Collects metadata about all deployed Nais applications across every Kubernetes cluster and persists it into Google BigQuery, where it is surfaced as a data product in Metabase.
The pipeline consists of three NaisJobs sharing the same Docker image, differentiated by the command field in each manifest.
[Every cluster] [prod-gcp only]
┌─────────────────────┐ ┌──────────────────────┐
│ collect (04:13) │──► Kafka topic ──► │ persist (04:43) │
│ Kubernetes API │ nais.dataproduct- │ → BigQuery │
│ → App/Topic/SQL │ apps │ nais-prod-b6f2. │
└─────────────────────┘ │ dataproduct_apps │
└──────────────────────┘
[prod-gcp only]
┌─────────────────────┐
│ topics (03:45) │──► Kafka topic (compacted)
│ Kubernetes API │ nais.dataproduct-apps-topics
│ → Topic CRDs │
└─────────────────────┘
| Job | Clusters |
|---|---|
dataproduct-apps-collect |
All (dev-gcp, prod-gcp, dev-fss, prod-fss) |
dataproduct-apps-persist |
prod-gcp only |
dataproduct-apps-topics |
prod-gcp only |
Both Kafka topics live on the nav-infrastructure pool.
The dataproduct-apps topic uses delete cleanup with 1-week retention; dataproduct-apps-topics is compacted with 6-hour retention.
The collector runs in every cluster but behaves differently depending on whether it is running in a GCP cluster (dev-gcp, prod-gcp) or an FSS/on-prem cluster (dev-fss, prod-fss).
FSS clusters only publish to Kafka — they never write to BigQuery directly.
| GCP clusters | FSS clusters | |
|---|---|---|
| GCP credentials | Workload Identity (automatic) | Service account secret mounted |
| SQL instances | Collected | Skipped |
| Topic cluster lookup | Own cluster | Rewrites -fss → -gcp |
| BigQuery writes | Yes (persist job in prod-gcp) |
No |
Run linter and tests:
mise run lint
mise run testRun integration tests (requires Docker):
docker compose up -d
mise run integration-testAlternatively, run directly with uv:
uv run ruff check . && uv run ruff format --check .
uv run pytest
uv run pytest --run-integration # after docker compose up -dFor local development against a real cluster, start a kubectl proxy on localhost:8001 — the k8s client will pick it up automatically when not running inside a cluster.
Adding a new field to the resulting data product in Metabase can be an adventure.
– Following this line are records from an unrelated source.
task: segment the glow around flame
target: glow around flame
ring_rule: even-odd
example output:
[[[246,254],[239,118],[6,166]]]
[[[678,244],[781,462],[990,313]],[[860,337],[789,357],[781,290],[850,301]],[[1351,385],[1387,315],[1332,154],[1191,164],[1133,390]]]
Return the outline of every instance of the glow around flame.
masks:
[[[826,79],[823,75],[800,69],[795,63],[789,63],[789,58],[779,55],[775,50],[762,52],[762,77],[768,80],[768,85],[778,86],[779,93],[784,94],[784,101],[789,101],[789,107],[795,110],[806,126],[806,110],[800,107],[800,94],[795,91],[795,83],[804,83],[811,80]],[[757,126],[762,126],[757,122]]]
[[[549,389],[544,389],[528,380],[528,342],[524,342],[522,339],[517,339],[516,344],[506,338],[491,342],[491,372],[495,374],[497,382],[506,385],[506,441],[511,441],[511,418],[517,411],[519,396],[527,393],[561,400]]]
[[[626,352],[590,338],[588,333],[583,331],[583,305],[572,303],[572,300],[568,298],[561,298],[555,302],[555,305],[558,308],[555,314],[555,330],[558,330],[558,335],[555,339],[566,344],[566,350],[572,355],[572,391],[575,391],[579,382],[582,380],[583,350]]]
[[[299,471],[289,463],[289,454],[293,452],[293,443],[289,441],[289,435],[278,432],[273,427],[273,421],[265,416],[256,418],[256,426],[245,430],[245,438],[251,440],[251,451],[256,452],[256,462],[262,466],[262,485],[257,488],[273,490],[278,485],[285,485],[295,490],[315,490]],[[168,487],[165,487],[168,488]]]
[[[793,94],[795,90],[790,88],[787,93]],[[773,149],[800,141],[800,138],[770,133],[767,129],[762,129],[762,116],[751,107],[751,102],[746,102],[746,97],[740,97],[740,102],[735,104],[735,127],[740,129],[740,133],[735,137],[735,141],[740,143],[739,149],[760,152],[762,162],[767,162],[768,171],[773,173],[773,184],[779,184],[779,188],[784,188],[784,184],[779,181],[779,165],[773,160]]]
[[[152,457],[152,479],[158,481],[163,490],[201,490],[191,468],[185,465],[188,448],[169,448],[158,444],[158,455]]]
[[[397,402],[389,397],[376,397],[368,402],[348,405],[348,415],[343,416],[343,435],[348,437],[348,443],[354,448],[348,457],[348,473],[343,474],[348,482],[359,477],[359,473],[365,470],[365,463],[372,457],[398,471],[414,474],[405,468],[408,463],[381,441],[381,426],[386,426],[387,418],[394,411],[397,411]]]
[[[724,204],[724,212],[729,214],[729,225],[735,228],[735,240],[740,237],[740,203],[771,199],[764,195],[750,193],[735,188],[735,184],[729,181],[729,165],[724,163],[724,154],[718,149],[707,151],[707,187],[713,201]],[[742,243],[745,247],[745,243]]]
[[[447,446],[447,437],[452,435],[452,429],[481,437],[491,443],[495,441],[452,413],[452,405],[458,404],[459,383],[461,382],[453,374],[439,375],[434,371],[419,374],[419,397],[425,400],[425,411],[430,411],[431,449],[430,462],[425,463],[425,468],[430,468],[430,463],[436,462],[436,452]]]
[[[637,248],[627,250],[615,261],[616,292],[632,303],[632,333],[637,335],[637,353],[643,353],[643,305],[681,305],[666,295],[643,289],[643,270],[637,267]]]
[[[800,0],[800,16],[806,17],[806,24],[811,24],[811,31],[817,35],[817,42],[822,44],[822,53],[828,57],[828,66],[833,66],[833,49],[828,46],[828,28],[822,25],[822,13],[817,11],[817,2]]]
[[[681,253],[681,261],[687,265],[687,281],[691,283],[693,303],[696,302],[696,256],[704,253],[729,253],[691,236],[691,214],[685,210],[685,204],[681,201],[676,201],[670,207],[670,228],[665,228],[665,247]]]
Here are the steps to add a new field to the resulting data product:
- Add the new field in
model.py,persist.pyand corresponding logic incollect.pyand tests intests/directory - Add the new field in BigQuery table
nais-prod-b6f2.dataproduct_apps.appsin Google Cloud Console- Update the view query for
nais-prod-b6f2.dataproduct_apps.uniqueto include the new field
- Update the view query for
- Trigger
Sync Database Schemain Metabase to update the data product schema (needs admin access)